If you route OrcaRouter traffic through a proxy or compatible gateway, set apiBaseUrl in the provider config. Precedence is config.apiBaseUrl → the hardcoded OrcaRouter default (https://api.orcarouter.ai/v1). The generic OpenAI base URL env vars are not consulted for this provider.

The same pattern applies to apiKeyEnvar — set it to read your API key from a custom environment variable name (default ORCAROUTER_API_KEY).

providers:
- id: orcarouter:openai/gpt-4o-mini
config:
apiBaseUrl: https://proxy.example.com/orcarouter/v1
apiKeyEnvar: MY_PROXY_KEY # optional: read the Bearer token from $MY_PROXY_KEY

Adaptive routing with orcarouter/auto

orcarouter/auto is a virtual router (not a model) — invoke it as orcarouter:orcarouter/auto. OrcaRouter seeds each workspace with an auto router whose strategy and candidate model pool are configured in the routing console. The same /chat/completions endpoint is used; OrcaRouter selects the upstream per request.

You can also pass a models fallback list and a route mode for hard-failover behavior:

providers:
- id: orcarouter:openai/gpt-4o
config:
route: fallback
models:
- openai/gpt-4o
- anthropic/claude-haiku-4.5
- google/gemini-2.5-flash

When route: fallback and the primary upstream errors out, OrcaRouter walks the models list in order.

note

OrcaRouter's own docs show fallback configuration as extra_body: { models, route } because they're written for the OpenAI Python SDK, which merges extra_body into the wire request.
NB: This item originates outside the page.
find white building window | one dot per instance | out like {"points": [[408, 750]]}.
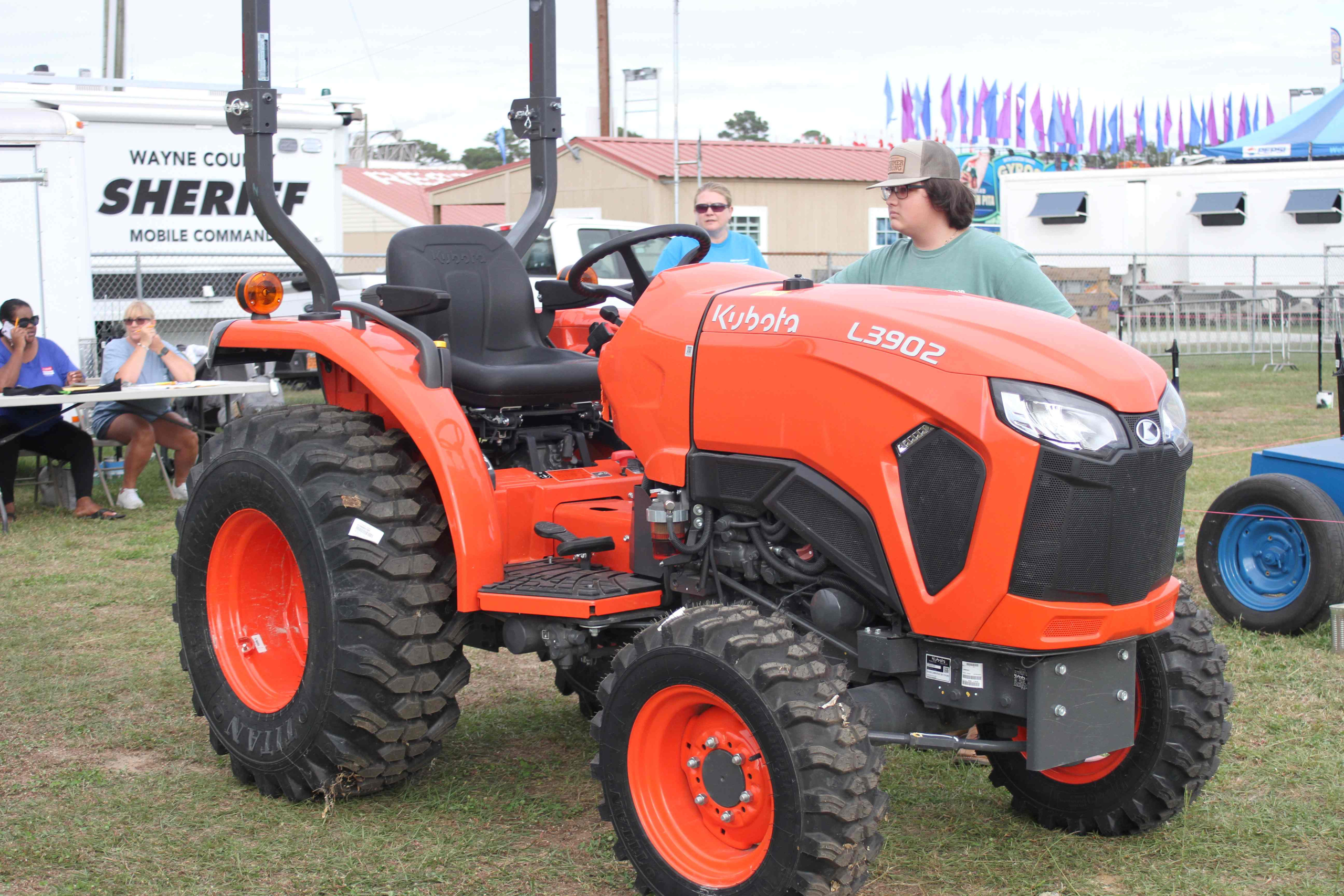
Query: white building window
{"points": [[752, 220], [879, 229]]}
In promptfoo's YAML, write models and route directly at the provider config level — the provider promotes them to top-level body fields for you.
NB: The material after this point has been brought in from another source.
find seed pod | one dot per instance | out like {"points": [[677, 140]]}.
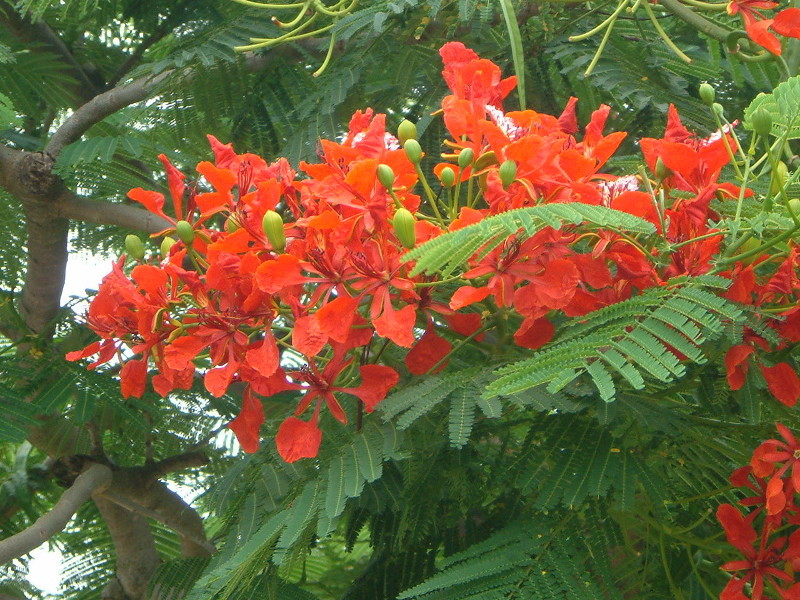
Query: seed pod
{"points": [[485, 160], [448, 177], [761, 121], [386, 176], [273, 229], [779, 178], [508, 171], [413, 151], [166, 244], [662, 171], [406, 131], [404, 227], [134, 247], [707, 94], [465, 158], [185, 232]]}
Thinking / Reasoning Models

Reasoning-capable models (Anthropic Claude Opus, OpenAI GPT-5 family, DeepSeek Reasoner, Gemini reasoning previews, etc.) may return a reasoning field alongside content. By default, promptfoo prefixes the reasoning content as Thinking: ...\n\n<actual response>. Hide it with showThinking: false:

providers:
- id: orcarouter:anthropic/claude-opus-4.7
config:
showThinking: false # Hide thinking content from output (default: true)
note

Several reasoning families reject temperature outright: anthropic/claude-opus-4.x+, OpenAI gpt-5* and o-series, and deepseek/deepseek-reasoner / deepseek-r1. The provider strips temperature from outbound requests for these models — both the default temperature: 0 and any explicit value in your config — so the field never reaches the upstream and you do not need to remember to omit it yourself. For other vendors' reasoning previews not on this list, use omitDefaults: true or set temperature: undefined to suppress the default.

Features

  • Access to OpenAI, Anthropic, Google, DeepSeek, Grok, Qwen, Kimi, MiniMax, and other upstream providers through one endpoint.
  • Adaptive workload-aware routing via orcarouter/auto with strategies tunable from the console (no client redeploy required).
  • Explicit fallback chains using models + route: fallback.
  • OpenAI-compatible request/response format — works with all standard promptfoo features (assertions, multi-prompt, multimodal where the underlying model supports it).